Data > Data Processing
Data Processing
One of the biggest problems for the lodging industry of Korea is that there is not much historical data available at this time. In fact, it is true that skepticism about past data is spreading across industries, as the market environment changes faster and unexpected things happen more frequently. However, it is also true that the importance of historical data in the lodging industry is growing.
Table of Contents
1. Significance of Time-Series Data
Historical data becomes useful, only when it helps to address the uncertainty for the future. In the case of the lodging industry, its nature has not changed over time despite such a long history since it started in BC. It is to rent a place on a daily basis to those who are looking for a place to stay away from home in return for a certain amount of money. What has changed is that the size of the lodging industry is much larger now.
The lodging industry, which has maintained a nature for a long time, has accumulated vast amounts of data from vast samples, which reveal two important facts that are still valid.
  1. The volatility of cash flows has been repeated in a certain pattern.
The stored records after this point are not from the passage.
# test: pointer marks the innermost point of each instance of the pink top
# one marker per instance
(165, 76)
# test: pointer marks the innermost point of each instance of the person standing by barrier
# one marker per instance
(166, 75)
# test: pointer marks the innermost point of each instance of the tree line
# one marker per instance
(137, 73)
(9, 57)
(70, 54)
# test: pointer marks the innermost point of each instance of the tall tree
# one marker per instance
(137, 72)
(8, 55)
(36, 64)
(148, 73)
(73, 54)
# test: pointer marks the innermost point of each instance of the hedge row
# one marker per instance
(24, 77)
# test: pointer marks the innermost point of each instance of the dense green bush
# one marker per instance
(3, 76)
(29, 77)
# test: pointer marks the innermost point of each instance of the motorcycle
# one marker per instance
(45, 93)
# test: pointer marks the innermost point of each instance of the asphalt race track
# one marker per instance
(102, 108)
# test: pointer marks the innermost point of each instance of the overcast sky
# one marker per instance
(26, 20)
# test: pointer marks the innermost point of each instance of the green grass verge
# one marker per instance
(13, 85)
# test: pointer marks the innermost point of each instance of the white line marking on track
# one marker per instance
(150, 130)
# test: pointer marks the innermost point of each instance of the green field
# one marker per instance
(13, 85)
However, the period and amplitude of volatility vary by market. In other words, although the causes of such volatility are relatively clear, the influence of each varies by market. As such, historical data could provide implications for the patterns of volatility for the the future.
  2. There has been a consistent way of survival throughout dynamic changes. The secret lies in quickly absorbing the paradigm that dominated each era and applying it to the industry. The development of a structured value chain out of the manufacturing industry’s mass production paradigm is an example.
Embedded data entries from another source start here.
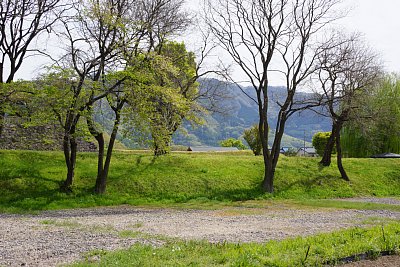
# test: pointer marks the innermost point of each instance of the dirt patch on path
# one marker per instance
(58, 237)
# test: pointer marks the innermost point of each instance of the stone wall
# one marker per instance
(49, 137)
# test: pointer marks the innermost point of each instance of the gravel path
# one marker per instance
(58, 237)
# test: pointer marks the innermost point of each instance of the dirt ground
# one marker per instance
(62, 237)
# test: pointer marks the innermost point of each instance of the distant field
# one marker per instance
(29, 180)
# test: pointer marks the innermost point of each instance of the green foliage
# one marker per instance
(322, 249)
(379, 132)
(232, 142)
(319, 142)
(139, 178)
(252, 137)
(291, 152)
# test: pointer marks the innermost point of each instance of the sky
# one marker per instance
(378, 21)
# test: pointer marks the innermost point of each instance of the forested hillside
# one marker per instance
(239, 112)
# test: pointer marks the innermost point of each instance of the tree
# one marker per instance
(346, 70)
(137, 37)
(261, 35)
(94, 33)
(21, 22)
(319, 142)
(376, 129)
(181, 78)
(252, 137)
(232, 142)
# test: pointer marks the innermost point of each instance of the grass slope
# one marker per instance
(29, 180)
(321, 250)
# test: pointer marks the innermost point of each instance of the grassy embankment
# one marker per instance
(319, 250)
(29, 180)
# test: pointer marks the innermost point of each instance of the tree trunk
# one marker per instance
(269, 173)
(100, 143)
(327, 157)
(2, 123)
(339, 159)
(70, 149)
(101, 181)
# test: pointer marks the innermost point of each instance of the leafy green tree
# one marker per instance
(232, 142)
(179, 77)
(252, 137)
(377, 130)
(319, 142)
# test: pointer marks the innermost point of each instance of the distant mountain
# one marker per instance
(241, 112)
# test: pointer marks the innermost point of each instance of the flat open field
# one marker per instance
(195, 209)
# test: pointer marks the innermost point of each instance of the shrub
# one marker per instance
(252, 137)
(232, 142)
(319, 142)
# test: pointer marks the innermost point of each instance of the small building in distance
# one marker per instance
(307, 152)
(211, 149)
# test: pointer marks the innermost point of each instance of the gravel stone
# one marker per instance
(62, 237)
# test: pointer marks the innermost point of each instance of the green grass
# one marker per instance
(29, 180)
(301, 251)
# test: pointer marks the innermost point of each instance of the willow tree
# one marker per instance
(265, 37)
(376, 129)
(347, 69)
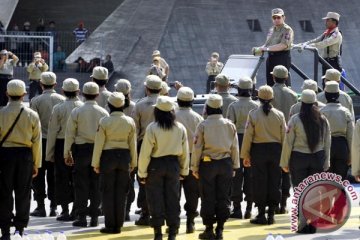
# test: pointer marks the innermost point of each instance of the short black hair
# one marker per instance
(153, 91)
(212, 111)
(90, 96)
(280, 80)
(15, 98)
(115, 109)
(182, 103)
(70, 94)
(100, 82)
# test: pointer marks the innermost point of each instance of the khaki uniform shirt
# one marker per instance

2. Lodging Industry Statistics in Korea
The lodging industry of Korea today is based on Western-style 'hotels' introduced during Japanese occupation. It was in the 1960s when we started to build hotels by ourselves, and in the 1970s when it started to take shape as an 'industry' along with privatization. In other words, it might have been difficult to accumulate statistical data, and in fact, the database of the Korean lodging industry is still thin compared to the size of the industry.
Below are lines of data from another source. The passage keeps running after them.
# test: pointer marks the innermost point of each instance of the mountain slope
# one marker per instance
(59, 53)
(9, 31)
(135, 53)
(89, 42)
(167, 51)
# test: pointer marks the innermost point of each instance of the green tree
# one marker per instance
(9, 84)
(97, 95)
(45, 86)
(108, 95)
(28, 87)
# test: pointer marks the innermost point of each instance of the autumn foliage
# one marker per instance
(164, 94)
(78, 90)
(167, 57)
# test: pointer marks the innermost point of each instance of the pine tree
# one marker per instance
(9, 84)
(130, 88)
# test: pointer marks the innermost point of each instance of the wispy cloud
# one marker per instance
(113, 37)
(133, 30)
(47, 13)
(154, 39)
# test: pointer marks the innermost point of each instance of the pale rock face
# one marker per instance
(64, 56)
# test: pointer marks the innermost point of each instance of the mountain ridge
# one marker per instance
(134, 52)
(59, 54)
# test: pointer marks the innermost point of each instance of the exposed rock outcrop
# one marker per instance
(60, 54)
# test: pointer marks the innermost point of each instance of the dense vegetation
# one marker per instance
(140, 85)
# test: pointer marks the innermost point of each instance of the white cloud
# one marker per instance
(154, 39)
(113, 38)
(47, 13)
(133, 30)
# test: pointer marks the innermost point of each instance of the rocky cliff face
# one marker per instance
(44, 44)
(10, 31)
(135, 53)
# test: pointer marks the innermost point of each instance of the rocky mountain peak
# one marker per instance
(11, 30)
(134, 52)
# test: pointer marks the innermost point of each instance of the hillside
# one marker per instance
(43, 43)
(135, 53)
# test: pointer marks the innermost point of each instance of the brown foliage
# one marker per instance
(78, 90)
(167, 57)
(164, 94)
It was in the 1990s that the basis for lodging industry statistics began to be established in Korea. The "Domestic Travelers Survey" and the "International Travelers Survey" have begun to be published on an annual basis since 1992 and 1993 respectively. The "Hotel Operating Statistics" began to be compiled on an annual basis since 1997, and the "Economic Census" began to be published every five years since 2011, which are the modern lodging industry statistics.
For hotels, supply, demand, and revenue data have been accumulated on an annual basis since 1997, which are widely used in practice. However, hotels account for less than 4% of the overall supply of the lodging market in Korea in terms of the number of establishments, and 15% in terms of the number of rooms. In other words, hotel data, which is in relatively good shape, does not represent the trend of the overall lodging market.
3. Principles in Data Processing
Lobin aims to gain comprehensive visibility throughout the lodging market. This is to make it possible to more accurately judge the dynamic competitive environment and to derive effective strategies. There are three main dimensions here.
  1. Build a database that encompasses not only hotels but also the entire lodging industry. The boundaries between types of lodging establishments are diminishing, and various types such as hotels, motels, and pensions are competing with each other for the same demand, while visibility of the circumstance is extremely limited.
  2. Build a database that encompasses the entire value chain, including supply, demand, revenues, and expenses. Currently, supply and demand statistics cannot be used together due to different aggregate standards, and data such as revenues and expenses do not exist in most cases. On the other hand, it is necessary to measure the impact of changes as well as to identify the causes of changes in the competitive environment.
  3. Build a database that encompasses not only recent trends but also long-term trends. The lodging industry has been dealing with standardized products for a long time, and the impact of demand volatility has demonstrated a certain pattern. In other words, history is still the surest starting point in resolving current and future uncertainties.
Lobin's comprehensive database contains both actual data and algorithmic estimations. They are selected and utilized based on the following principles.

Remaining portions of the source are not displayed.